Hodbin ve Hakikât
[Konuşmalar]
- Kim olduğumu bilmiyorum!
- Kim olduğunu biliyorsun.
- Ama bilmediğimi söylüyorum.
- Sen sadece bilmemekte ısrar ediyorsun.
- Neden?
- Yüzleşmek...
- Kiminle yüzleşmek?
- Kendinle yüzleşmek.
- Karşı karşıya gelmek; niçin tehlikeli olsun?
- Ben 'tehlikeli' demedim.
- Ne dedin?
- 'Gerçek' dedim.
- O halde insan, gerçeği görmekten niçin kaçar?
- Gerçek; uygarlık çöplüğünde ki yadsınamayacak yegâne 'şey' dir.

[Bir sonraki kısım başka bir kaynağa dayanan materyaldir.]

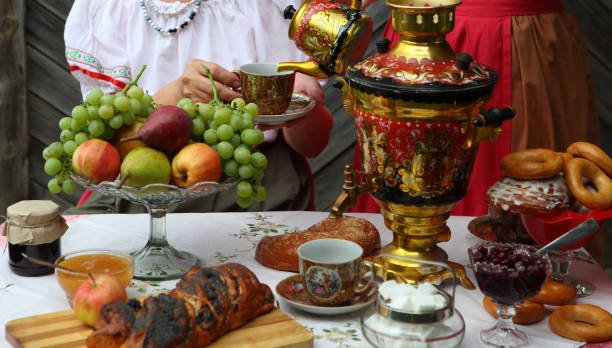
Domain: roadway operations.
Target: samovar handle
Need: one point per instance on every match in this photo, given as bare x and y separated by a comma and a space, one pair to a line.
493, 117
434, 263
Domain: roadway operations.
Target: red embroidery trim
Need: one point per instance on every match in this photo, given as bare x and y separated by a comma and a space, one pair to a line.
98, 76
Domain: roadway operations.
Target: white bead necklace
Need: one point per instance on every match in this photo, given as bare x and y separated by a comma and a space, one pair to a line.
170, 31
169, 13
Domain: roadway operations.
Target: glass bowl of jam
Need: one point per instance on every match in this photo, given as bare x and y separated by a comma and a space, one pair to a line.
508, 273
94, 261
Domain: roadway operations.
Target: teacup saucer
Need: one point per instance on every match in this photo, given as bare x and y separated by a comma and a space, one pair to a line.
292, 291
299, 106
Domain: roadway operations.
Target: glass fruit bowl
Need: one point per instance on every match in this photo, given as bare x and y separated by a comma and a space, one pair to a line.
94, 261
508, 273
158, 260
546, 228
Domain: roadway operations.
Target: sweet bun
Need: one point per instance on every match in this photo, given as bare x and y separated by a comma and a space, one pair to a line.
582, 322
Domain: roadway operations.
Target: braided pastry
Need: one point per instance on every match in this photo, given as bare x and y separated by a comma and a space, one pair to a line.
206, 303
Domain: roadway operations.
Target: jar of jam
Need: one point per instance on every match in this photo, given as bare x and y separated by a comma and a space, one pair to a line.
33, 228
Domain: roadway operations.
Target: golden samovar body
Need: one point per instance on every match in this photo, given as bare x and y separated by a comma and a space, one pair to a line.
418, 110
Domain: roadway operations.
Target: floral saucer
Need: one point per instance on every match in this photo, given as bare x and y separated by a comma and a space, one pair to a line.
481, 228
299, 106
291, 290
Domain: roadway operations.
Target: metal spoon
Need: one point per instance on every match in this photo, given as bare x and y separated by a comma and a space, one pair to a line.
45, 263
583, 230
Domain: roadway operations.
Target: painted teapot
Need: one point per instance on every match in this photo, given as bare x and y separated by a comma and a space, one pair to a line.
419, 115
331, 34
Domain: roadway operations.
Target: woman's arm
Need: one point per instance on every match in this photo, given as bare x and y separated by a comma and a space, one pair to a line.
194, 84
310, 134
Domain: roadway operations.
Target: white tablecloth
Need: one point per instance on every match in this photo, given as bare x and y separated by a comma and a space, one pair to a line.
224, 237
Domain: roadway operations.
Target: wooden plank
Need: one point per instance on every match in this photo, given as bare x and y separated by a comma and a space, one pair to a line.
44, 120
63, 329
52, 82
13, 110
333, 177
44, 32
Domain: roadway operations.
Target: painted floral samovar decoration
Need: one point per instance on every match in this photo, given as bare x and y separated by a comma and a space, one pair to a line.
418, 111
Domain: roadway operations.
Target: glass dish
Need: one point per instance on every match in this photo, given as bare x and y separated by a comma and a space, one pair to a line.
508, 273
387, 325
383, 331
94, 261
158, 260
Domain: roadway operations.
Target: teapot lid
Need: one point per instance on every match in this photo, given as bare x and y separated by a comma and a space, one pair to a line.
424, 80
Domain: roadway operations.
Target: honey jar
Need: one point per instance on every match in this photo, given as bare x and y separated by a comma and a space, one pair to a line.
33, 228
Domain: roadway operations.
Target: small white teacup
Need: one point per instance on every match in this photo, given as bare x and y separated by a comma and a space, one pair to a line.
331, 270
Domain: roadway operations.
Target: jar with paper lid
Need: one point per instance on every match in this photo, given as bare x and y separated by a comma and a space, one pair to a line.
33, 228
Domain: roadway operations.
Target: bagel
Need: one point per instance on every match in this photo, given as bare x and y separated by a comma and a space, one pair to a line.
593, 154
532, 164
579, 167
526, 313
582, 322
566, 157
554, 294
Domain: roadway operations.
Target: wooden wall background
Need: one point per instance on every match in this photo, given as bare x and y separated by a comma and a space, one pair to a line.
36, 89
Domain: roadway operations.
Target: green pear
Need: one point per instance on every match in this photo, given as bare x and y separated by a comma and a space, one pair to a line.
143, 166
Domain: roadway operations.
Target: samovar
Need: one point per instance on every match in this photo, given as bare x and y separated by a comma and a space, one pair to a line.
418, 110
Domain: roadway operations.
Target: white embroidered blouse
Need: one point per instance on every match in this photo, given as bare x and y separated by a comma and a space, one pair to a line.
107, 41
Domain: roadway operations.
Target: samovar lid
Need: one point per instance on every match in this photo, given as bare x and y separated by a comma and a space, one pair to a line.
422, 66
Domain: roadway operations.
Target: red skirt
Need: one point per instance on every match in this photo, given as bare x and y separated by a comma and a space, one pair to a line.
483, 28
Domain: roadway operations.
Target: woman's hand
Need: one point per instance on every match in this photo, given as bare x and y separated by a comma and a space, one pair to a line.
309, 135
195, 84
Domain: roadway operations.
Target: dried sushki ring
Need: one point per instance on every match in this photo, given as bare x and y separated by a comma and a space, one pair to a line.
532, 164
593, 154
580, 167
582, 322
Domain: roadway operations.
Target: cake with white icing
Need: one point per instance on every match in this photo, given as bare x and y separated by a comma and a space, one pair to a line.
509, 197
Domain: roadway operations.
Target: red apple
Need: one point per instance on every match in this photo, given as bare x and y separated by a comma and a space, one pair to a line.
96, 160
127, 132
94, 293
194, 163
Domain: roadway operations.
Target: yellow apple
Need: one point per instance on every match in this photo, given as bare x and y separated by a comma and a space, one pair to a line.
93, 294
195, 163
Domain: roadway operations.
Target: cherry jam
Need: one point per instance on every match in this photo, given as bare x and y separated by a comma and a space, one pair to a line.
47, 252
508, 273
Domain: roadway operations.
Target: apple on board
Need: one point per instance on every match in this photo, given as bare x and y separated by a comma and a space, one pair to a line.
194, 163
93, 294
96, 160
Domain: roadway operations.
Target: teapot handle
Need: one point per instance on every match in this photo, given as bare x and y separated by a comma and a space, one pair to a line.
429, 262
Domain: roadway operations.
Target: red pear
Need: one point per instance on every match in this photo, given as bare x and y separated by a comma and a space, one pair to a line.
168, 128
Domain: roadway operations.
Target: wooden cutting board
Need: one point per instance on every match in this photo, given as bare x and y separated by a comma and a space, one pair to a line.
63, 330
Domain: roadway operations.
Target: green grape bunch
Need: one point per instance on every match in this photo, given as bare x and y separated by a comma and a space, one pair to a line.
230, 130
98, 116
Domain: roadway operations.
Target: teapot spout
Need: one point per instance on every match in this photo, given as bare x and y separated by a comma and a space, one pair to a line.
308, 68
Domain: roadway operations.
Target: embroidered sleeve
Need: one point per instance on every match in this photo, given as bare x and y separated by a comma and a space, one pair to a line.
94, 46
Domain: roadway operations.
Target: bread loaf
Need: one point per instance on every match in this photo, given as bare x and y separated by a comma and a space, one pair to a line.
280, 252
206, 303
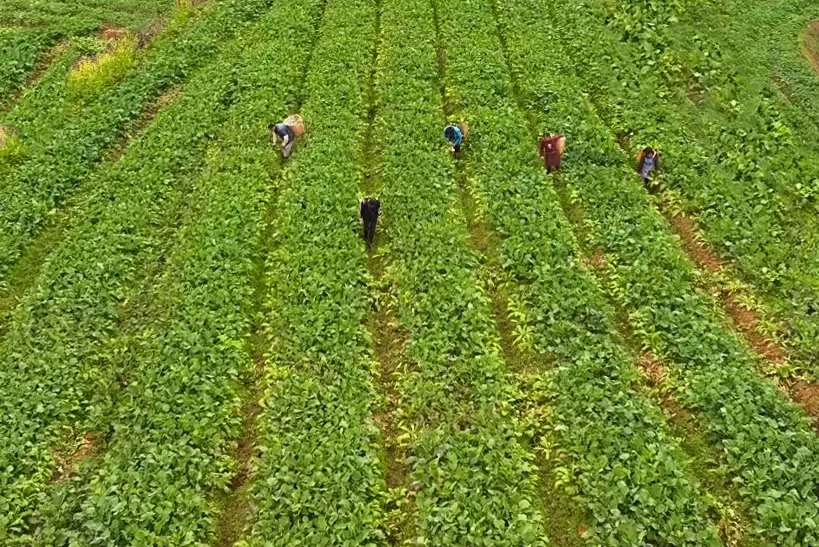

- Yani, 'gerçek': insandır.
- Kesinlikle.
- Bilinçli midir?
- Gerçek, öğrenmediklerindir.
- Temiz midir?
- Gerçek, yapay olmayandır. Yalanla ilintisiz; doğru olandır.
- O halde, kişi kim olduğu gerçeğini, neden değiştirmeye çalışır?
- Olmanı istedikleri kişi daha çekici gelir de ondan.
- Kimlerin?
- Sen olmayan herkesin.
- Yani, ben olmayan herkes, beni ben yapan gerçeğini unutturmayamı çalışır?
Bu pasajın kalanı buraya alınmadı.